I imagine during that time would have been a highlight of your career what are some other moments that you look back upon and think WOW?
Yeah obviously a few years later I got to tour on the greatest hits tour that David Bowie did, which was amazing obviously because like me everybody else who loved music was brought up on David Bowie. I remember listening to hunky-dory on my Dad’s Vinyl in our home and buying David Bowie records. I just loved him and then to be on tour with him too is just incredible. So yeah I have met a lot of my heroes. Elvis Costello I’m a huge fan of and it’s wonderful to meet your heroes.
Who are some of the heroes or musical idols that you would love to tour or collaborate with?
I don’t know about that really. I mean I used to love in INXS and would have loved to have toured with them. I have to say, Michael Hutchence was one of the most authentic rock stars the world has ever known he is up there with Mick Jagger, he is incredible, in fact I think he is better than Mick Jagger.
Have you ever seen INXS perform live?
Only via the Internet or TV. No hang on… actually we saw them at Wembley many many moons ago, I just remembered. How could I forget that? I remember just being absolutely blown away by his charisma and his vocals. Of course I remember seeing him
Where do you see yourself in either 5, 10 or even 20 year’s time?
Well I am 56 next month. 56 years old…. wow my Dad is just going on tour and he is 76 years old. I wonder and I think that when you have got a voice and you love to sing I think there is a very good chance I may still be singing in some way. Probably not running around singing Kids in America. Perhaps doing acoustic different versions of it. I love more traditional songs too and Christmas songs I made a Christmas album a few years ago I’d like to sort of focus more on that kind of work. So yet is all kind of different areas you can go into when you love music it’s a broad palette. There’s a lot to choose from you can go for some of the hot colours or sometimes you can choose some of the cooler colours and get a great result.
What is your favourite Christmas Carol and what are your plans for this Christmas?
Well I love Silent Night. I kind of augmented that song into a funk tune. I love traditional pop songs but I also love Christmas pop songs. I like the classic ones from wizard, fame, Elton John and Paul McCartney. Every time they come on you know makes my heart sing. When I recorded my Christmas album most of the songs ended up becoming originals, but I also did a few Christmas classics such as Let it snow. It is one of my favourite albums that I have made actually it is called Wilde Winter Songbook.
So next Sunday you’ll be on the Gold Coast are you looking forward to coming to Australia to tour?
Yes. I have always had an amazing time and Australia never let me down. I have always had a magical experience in Australia. I’ve got a very strong emotional connection to Australia and I have had that since I was 13 years old so there is a little part of Australia that lives in my heart.
Is anything you’d like to say your fans?

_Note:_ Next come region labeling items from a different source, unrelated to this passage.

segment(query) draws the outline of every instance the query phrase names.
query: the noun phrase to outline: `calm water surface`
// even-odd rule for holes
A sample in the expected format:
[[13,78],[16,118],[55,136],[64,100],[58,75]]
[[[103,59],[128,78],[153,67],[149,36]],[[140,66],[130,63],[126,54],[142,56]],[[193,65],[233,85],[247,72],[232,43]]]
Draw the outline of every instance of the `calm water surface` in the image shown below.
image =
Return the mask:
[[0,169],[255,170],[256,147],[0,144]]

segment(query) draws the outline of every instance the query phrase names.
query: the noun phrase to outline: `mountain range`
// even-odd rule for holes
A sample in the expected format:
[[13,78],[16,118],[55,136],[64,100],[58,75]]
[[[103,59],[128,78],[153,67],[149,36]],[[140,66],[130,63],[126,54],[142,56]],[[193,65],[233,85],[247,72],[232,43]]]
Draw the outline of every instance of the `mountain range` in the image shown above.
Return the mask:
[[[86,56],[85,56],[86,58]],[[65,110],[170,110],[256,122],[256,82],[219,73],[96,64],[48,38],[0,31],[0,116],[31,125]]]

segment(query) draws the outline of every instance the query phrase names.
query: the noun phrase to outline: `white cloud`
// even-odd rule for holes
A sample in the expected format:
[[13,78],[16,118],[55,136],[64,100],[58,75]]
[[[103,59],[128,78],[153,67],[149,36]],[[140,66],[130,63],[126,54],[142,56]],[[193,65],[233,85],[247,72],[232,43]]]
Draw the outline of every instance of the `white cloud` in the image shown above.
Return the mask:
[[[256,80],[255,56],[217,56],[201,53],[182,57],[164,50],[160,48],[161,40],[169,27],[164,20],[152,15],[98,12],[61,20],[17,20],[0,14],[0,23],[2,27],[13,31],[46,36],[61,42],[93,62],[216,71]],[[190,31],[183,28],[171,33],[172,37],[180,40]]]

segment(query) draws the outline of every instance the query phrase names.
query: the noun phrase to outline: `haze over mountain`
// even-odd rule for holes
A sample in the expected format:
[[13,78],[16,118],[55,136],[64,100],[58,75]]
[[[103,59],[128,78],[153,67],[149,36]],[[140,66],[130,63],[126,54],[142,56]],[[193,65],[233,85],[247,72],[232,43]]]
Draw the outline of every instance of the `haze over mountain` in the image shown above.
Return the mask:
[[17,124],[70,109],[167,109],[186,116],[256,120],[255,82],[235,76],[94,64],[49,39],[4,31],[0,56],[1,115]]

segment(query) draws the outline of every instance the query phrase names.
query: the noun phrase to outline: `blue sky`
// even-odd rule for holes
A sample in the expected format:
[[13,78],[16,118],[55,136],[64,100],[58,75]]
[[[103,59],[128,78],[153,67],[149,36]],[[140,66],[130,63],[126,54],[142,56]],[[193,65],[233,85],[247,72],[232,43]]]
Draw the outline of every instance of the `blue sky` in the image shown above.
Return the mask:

What can they expect from the tour over the next few weeks?
I am amazed that people are still so excited about coming back to see me after all this time. I want to thank all of them for watching my career and getting excited about what I do over the amazing past 35 years. We are going to deliver a show that is going to pack a punch, so don’t come to sit down and relax. It is quite a noisy set and we the still know how to rock ‘n’ roll.